Dr. BJ Miller (46s):
I’ll be with you. I’ll be bull looking at a best to get together that I can promise you. That is some most healing, powerful, gorgeous work you can ever do. And you’re not going to find it in a laboratory. You’re going to find it by living your life daring to be a human being.
Announcer (1m 1s):
Welcome to Difficult Conversations: Lessons I Learned as an ICU Physician with Dr. Anthony Orsini. Dr. Orsini is a practicing physician and president and CEO of the Orsini Way. As a frequent keynote speaker and author. Dr. Orsini has been training healthcare professionals and business leaders how to navigate through the most difficult dialogues. Each week, you will hear inspiring interviews with experts in their field who tell their story and provide practical advice on how to effectively communicate. Whether you are a doctor faced with giving a patient bad news, a business leader who wants to get the most out of his or her team members or someone who just wants to learn to communicate better this is the podcast for you.
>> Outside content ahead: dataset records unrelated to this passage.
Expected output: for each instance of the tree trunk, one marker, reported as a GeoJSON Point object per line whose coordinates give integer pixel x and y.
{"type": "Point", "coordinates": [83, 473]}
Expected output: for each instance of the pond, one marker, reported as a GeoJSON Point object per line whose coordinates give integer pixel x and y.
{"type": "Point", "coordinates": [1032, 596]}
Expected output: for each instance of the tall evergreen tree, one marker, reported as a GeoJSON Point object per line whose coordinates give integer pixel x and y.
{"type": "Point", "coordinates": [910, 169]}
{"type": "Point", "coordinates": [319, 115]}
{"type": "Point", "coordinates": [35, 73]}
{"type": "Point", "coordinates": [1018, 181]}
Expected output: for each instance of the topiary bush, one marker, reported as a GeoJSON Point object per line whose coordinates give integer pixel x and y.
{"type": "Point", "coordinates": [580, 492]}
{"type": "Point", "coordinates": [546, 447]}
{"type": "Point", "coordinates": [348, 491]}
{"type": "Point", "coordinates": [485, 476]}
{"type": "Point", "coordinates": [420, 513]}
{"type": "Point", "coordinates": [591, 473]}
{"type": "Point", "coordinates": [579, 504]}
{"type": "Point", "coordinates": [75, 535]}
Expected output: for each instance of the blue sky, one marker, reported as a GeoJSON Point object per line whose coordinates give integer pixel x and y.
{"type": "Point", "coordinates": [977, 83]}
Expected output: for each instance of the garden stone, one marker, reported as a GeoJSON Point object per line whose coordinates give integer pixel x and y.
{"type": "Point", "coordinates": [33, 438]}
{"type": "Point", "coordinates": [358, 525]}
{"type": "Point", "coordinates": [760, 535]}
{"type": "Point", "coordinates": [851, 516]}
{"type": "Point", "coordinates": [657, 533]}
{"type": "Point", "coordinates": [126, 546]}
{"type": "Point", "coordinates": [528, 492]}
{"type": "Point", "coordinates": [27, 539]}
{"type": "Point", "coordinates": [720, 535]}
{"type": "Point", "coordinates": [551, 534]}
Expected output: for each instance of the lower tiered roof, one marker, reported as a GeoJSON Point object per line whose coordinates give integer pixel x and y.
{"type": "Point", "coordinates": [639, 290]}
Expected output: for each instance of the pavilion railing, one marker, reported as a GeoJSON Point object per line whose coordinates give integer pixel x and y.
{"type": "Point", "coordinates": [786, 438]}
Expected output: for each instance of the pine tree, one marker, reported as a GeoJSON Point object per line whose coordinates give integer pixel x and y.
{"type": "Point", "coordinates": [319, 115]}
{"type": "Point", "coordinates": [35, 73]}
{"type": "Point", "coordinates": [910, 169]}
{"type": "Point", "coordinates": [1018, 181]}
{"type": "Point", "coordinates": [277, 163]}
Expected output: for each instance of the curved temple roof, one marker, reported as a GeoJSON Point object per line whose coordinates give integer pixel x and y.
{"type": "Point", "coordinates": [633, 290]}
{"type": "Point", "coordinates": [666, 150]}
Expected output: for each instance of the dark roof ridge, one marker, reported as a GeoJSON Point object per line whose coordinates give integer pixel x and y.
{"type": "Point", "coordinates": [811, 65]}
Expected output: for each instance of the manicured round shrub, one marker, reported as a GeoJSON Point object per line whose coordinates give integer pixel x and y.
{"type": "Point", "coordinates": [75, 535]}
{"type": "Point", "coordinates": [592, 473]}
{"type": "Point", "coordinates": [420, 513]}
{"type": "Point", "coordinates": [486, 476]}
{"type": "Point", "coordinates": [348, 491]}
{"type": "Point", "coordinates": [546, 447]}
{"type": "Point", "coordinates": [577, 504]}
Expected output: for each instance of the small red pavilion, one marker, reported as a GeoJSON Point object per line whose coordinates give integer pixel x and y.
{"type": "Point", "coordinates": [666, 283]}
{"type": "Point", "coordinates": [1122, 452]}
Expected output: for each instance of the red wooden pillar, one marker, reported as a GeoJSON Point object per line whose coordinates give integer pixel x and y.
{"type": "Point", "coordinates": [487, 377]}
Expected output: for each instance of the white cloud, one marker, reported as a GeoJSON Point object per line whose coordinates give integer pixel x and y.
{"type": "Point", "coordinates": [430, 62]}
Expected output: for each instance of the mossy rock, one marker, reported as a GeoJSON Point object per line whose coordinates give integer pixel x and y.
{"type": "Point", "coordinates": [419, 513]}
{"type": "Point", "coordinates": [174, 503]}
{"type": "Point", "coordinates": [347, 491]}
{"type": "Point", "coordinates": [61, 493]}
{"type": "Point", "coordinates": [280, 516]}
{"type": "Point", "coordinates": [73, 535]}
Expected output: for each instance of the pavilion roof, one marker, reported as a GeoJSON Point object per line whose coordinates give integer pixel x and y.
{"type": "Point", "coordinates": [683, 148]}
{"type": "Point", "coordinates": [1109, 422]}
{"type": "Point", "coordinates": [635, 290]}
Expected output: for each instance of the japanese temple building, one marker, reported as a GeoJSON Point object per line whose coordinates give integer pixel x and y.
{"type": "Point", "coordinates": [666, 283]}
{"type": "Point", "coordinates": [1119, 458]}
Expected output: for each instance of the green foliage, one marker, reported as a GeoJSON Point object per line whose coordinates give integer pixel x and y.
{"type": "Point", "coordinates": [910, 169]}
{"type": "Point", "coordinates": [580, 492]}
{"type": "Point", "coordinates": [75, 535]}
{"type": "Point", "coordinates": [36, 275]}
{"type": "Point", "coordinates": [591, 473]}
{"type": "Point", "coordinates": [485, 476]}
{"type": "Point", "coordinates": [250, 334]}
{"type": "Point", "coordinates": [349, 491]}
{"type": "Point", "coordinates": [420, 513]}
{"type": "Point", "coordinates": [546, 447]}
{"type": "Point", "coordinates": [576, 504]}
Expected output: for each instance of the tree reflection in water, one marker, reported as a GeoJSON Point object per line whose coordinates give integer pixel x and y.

Dr. Anthony Orsini (1m 46s):
Well, I am honored today that The Orsini Way has partnered with The Finley project to bring you this episode of Difficult Conversations: lessons I learned as an ICU physician. The Finley Project is a nonprofit organization committed to providing care for mothers who have experienced the unimaginable, the loss of an infant. That was created by their founder, Noelle Moore, whose sweet daughter Finley died in 2013. It was at that time that Noelle realized that there was a large gap between leaving the hospital without your baby and the time when you get home, that led her to start The Finley project. The Finley Project is the nation’s only seven-part holistic program that helps mothers after infant loss, by supporting them physically and emotionally.
Dr. Anthony Orsini (2m 30s):
They provide such things as mental health counseling, funeral arrangements, support, grocery gift cards, professional house cleaning, professional massage therapy, and support group placement. The Finley Project has helped hundreds of women across the country. And I can tell you that I have seen personally how The Finley Project has literally saved the lives of mothers who lost their infant. If you’re interested in learning more or referring a family or donating to this amazing cause please go to The Finley project.org. The Finley Project believes that no family should walk out of a hospital without support. Well, welcome to another episode of Difficult Conversations: Lessons I learned as an ICU physician. This is Dr.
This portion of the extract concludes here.